The $p$-parity conjecture for elliptic curves with a $p$-isogeny (1207.0431v3)

Abstract: For an elliptic curve $E$ over a number field $K$, one consequence of the Birch and Swinnerton-Dyer conjecture is the parity conjecture: the global root number matches the parity of the Mordell-Weil rank. Assuming finiteness of $\mathrm{Sha}(E/K)[p^\infty]$ for a prime $p$ this is equivalent to the $p$-parity conjecture: the global root number matches the parity of the $\mathbb{Z}_p$-corank of the $p^\infty$-Selmer group. We complete the proof of the $p$-parity conjecture for elliptic curves that have a $p$-isogeny for $p > 3$ (the cases $p \le 3$ were known).

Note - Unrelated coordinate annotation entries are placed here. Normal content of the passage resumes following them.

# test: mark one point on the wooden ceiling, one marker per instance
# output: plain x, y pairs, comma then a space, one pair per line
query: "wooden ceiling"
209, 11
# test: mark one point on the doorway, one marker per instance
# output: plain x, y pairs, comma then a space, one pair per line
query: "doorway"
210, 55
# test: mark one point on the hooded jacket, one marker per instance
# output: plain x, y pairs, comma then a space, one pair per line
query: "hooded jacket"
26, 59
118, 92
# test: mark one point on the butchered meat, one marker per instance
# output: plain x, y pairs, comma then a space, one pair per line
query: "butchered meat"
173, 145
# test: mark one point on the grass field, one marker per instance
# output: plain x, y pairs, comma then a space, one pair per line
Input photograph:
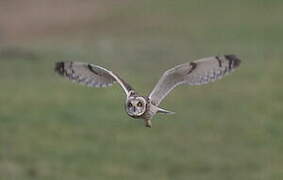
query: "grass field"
231, 129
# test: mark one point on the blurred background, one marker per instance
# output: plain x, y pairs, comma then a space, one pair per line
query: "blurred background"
53, 129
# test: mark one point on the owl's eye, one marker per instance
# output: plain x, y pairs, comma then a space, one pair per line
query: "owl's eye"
139, 104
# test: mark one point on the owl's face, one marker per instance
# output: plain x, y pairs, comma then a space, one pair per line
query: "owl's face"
135, 105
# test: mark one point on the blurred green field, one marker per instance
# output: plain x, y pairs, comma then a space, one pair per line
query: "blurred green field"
231, 129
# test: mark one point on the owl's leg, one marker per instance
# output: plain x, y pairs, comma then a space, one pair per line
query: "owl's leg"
148, 123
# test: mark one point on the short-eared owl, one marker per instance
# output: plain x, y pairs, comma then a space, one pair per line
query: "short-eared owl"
198, 72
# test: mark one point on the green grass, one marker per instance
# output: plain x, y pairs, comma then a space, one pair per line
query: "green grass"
231, 129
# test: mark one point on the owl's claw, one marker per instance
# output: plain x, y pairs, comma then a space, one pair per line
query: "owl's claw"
148, 123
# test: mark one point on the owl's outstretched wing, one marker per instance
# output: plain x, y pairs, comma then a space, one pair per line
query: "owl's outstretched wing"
90, 75
198, 72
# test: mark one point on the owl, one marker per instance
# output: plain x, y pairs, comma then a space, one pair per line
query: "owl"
193, 73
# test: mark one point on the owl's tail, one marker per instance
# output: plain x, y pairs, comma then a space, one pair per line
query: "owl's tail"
160, 110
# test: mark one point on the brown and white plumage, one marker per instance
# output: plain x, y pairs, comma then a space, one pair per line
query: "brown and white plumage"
198, 72
90, 75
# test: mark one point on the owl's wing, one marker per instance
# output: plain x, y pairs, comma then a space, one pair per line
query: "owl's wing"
198, 72
90, 75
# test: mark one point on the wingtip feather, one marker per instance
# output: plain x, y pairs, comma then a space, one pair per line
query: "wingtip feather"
233, 60
60, 68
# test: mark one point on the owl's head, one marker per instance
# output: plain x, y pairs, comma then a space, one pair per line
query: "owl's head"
135, 106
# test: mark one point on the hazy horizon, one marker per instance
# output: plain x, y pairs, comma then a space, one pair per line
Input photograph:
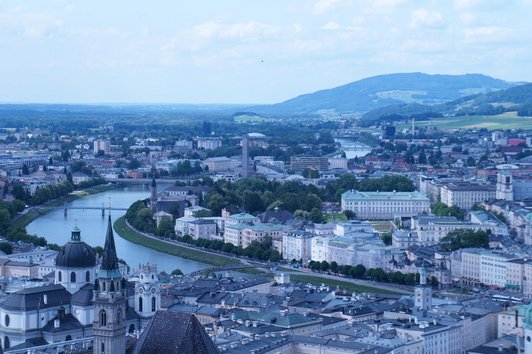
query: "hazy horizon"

T. and V. Dokchitser have showed this in the case when $E$ has semistable reduction at all places above $p$ by establishing respective cases of a conjectural formula for the local root number. We remove the restrictions on reduction types by proving their formula in the remaining cases. We apply our result to show that the $p$-parity conjecture holds for every $E$ with complex multiplication defined over $K$. Consequently, if for such an elliptic curve $\mathrm{Sha}(E/K)[p^\infty]$ is infinite, it must contain $(\mathbb{Q}_p/\mathbb{Z}_p)^2$.